Heat up the 1/4 cup olive oil on the stove over medium heat in a large skillet.  Once warm add in the sliced shallots and spices and cook for about 5-10 minutes, until the shallots are soft and translucent.   Then add in the maple syrup and cook for another 5 minutes until it cooks off a little.

Let the shallot mixture cool thoroughly until it’s cool enough to handle.

Turn the ball of dough out onto a floured surface and dust lightly with additional flour.  press evenly into a rectangle and put a spoonful of the shallot mixture in the center.  Dust with flour and begin folding the dough over and over, and pressing it out, kneading the shallots into the dough slightly.  If any little pockets of shallots squeeze out simply cover with a little flour and fold them back into the dough.  Continue until the dough is manageable, then repeat with another scoop of the shallots, leaving about a 1/2 cup of the mixture reserved to put on top of the rolls.

Finally, pull the edges of the dough back and pinch together so it’s an even, round ball.  Cut through the dough in half, then again, until you have 8 even wedges of dough.  You’ll notice pockets of the shallots mixture, this is great because those will stay delicious sweet pockets of flavor in final product.

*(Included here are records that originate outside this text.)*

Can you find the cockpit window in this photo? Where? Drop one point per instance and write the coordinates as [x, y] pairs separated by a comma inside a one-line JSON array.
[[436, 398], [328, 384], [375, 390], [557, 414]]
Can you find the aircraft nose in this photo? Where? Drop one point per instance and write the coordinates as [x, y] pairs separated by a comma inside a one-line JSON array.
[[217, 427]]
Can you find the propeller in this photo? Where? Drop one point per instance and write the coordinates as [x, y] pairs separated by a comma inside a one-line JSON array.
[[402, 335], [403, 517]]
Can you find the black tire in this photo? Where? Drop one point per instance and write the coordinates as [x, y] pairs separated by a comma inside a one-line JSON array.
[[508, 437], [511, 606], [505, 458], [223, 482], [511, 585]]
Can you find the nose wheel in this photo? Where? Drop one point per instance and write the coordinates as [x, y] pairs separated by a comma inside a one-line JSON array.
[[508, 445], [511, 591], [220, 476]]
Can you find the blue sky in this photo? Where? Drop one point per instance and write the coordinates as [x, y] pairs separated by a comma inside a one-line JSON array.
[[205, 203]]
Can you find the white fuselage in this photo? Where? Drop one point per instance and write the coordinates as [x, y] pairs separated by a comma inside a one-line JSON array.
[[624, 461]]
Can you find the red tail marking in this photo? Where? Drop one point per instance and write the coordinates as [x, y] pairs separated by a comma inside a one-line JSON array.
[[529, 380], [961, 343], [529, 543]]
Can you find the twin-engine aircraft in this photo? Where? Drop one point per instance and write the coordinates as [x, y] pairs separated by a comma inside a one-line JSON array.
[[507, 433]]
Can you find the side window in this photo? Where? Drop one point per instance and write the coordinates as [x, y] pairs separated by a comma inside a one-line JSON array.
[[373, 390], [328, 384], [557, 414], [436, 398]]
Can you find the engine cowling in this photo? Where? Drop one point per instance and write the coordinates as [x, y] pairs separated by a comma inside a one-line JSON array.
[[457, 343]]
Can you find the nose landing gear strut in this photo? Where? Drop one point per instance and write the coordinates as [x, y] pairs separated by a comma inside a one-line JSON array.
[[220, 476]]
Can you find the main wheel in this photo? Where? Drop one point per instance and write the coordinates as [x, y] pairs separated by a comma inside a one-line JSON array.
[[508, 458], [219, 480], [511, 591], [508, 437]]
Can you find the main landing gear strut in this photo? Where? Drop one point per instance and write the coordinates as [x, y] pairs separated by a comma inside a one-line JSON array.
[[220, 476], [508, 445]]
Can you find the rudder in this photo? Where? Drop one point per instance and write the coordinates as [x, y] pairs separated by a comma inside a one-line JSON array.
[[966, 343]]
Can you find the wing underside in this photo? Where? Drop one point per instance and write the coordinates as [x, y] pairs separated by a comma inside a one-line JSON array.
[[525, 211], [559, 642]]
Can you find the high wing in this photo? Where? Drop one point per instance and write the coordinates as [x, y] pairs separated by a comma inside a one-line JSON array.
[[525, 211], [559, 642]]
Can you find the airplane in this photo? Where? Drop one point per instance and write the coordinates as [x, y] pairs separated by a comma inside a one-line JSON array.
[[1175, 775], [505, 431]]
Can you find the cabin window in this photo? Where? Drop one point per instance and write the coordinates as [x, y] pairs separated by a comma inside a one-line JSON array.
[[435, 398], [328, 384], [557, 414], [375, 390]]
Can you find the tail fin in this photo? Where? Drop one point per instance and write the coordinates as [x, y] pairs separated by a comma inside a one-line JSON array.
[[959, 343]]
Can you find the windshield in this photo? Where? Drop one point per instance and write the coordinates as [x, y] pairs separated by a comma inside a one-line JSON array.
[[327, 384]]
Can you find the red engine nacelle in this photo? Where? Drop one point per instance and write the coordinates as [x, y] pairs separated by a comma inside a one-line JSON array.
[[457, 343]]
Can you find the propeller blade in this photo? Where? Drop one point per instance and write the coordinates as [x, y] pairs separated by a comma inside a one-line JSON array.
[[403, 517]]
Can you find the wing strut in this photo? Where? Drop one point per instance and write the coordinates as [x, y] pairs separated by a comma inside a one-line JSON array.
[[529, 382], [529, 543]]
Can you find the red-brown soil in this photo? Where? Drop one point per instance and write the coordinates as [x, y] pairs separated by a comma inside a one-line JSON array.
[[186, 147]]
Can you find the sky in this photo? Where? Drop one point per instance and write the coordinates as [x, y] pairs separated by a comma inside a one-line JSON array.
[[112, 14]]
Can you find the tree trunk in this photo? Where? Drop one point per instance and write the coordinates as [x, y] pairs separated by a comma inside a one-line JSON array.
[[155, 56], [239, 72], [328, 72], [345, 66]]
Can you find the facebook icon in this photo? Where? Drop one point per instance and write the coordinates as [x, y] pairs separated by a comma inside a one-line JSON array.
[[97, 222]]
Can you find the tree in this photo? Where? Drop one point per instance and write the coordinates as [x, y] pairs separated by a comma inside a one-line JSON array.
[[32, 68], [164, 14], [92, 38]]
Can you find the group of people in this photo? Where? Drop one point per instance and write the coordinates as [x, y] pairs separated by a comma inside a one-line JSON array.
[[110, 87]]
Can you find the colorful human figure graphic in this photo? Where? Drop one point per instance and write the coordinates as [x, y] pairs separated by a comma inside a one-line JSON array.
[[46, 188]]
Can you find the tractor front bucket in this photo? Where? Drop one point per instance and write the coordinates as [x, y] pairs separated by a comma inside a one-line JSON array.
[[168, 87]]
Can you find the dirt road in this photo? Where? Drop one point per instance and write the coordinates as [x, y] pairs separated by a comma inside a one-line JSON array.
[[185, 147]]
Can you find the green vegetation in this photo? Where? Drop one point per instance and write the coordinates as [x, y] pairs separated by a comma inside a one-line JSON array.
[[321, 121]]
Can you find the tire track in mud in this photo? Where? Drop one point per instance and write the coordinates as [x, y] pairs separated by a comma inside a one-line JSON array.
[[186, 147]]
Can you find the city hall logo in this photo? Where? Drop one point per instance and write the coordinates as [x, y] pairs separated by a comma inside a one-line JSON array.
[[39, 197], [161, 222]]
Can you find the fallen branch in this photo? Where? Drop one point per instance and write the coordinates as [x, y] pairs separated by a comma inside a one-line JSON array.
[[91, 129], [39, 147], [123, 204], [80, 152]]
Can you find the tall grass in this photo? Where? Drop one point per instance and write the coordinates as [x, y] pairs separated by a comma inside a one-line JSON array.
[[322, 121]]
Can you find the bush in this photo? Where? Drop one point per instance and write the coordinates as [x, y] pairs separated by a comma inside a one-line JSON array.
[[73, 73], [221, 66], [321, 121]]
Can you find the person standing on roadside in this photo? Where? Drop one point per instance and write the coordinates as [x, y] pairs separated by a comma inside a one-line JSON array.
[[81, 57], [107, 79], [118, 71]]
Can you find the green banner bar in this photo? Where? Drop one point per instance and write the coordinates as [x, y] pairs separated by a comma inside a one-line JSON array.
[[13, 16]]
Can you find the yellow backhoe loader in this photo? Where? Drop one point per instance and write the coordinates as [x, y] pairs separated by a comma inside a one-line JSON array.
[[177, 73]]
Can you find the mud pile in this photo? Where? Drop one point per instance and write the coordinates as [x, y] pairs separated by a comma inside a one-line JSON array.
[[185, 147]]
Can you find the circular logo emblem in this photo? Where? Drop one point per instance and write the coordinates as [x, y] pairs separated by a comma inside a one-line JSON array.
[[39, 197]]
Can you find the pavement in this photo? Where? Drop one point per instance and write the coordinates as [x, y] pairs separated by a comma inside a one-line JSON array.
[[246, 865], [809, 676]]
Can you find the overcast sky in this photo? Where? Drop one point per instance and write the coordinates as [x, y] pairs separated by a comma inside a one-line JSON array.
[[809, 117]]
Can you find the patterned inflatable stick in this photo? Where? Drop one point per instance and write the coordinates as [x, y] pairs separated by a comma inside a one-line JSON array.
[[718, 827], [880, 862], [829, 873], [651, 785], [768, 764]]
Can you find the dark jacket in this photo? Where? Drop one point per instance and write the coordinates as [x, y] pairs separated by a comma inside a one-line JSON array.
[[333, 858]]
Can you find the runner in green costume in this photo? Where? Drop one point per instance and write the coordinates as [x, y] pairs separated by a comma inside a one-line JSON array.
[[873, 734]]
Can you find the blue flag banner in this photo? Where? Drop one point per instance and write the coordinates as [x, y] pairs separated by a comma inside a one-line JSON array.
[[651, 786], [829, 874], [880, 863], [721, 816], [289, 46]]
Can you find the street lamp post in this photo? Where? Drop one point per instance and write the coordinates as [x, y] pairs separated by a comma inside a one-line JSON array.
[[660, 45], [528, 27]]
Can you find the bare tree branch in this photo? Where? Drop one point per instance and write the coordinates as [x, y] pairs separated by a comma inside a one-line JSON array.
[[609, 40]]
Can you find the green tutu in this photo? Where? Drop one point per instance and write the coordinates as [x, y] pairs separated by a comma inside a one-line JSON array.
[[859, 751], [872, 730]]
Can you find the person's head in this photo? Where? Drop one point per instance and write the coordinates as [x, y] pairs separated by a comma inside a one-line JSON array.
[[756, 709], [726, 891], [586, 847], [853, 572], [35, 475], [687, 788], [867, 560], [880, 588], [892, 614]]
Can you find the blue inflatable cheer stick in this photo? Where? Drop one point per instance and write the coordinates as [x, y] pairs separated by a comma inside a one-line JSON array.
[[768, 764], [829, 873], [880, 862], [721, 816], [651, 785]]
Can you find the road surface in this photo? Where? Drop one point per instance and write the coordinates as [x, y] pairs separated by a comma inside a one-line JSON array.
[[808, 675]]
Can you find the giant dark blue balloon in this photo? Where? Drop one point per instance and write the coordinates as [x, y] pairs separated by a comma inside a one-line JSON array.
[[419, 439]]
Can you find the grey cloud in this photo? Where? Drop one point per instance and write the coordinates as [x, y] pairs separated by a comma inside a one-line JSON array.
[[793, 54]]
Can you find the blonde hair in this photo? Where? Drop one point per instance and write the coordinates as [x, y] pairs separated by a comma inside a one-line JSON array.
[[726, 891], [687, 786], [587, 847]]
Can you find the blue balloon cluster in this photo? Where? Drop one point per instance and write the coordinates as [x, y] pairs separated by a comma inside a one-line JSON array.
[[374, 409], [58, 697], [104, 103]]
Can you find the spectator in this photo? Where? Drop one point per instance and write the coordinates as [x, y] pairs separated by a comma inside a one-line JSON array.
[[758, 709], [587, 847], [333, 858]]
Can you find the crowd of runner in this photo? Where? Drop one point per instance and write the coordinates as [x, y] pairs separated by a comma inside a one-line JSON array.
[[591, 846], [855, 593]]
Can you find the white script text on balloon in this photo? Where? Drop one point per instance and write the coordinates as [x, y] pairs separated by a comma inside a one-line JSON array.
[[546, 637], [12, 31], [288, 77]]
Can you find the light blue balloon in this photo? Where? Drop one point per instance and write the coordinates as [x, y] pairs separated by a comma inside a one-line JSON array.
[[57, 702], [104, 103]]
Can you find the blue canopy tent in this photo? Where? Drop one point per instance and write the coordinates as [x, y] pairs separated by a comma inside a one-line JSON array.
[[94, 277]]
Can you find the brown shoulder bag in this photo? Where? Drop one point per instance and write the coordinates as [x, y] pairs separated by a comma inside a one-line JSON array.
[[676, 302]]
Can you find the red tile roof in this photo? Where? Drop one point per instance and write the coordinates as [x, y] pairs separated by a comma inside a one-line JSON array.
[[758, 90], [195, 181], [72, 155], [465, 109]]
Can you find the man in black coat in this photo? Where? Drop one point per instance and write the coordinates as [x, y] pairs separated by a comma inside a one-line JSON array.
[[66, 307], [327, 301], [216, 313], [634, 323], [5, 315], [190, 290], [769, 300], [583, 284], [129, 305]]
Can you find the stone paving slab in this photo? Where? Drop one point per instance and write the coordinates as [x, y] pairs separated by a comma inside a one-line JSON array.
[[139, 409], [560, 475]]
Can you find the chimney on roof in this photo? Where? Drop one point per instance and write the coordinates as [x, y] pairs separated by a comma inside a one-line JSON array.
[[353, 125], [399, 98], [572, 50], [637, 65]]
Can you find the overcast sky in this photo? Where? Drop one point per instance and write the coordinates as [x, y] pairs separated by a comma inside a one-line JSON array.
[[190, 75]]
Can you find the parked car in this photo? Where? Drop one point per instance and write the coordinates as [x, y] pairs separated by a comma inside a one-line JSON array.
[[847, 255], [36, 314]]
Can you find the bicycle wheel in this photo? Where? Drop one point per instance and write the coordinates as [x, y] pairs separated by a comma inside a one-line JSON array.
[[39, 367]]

Carefully pull the solid floured edge of the dough over the rest of the roll so it is a small, evenly round little ball with the shallots tucked inside.  Repeat with all 8 rolls, then top them off with the remaining shallot mixture.

before the last riseafter the last rise

Let them rise again, this time in a warm place, for about an hour.  Once they are fluffy and large, bake them at 400F for 12-15 minutes, or until starting to brown to your liking.

They are best just out of the oven, warm, soft and full of delicious, sweet shallots.  Keep them in a air-tight container if you don’t plan on using them right away.  They would make great buns for burgers!

Yields 8 rolls


Would go great with:


4 Responses to “Maple Glazed Shallot Rolls”
  1. April says:

    Jacquie! I love all your recipe posts!

  2. Aesthetica says:

    I made these and they turned out GREAT!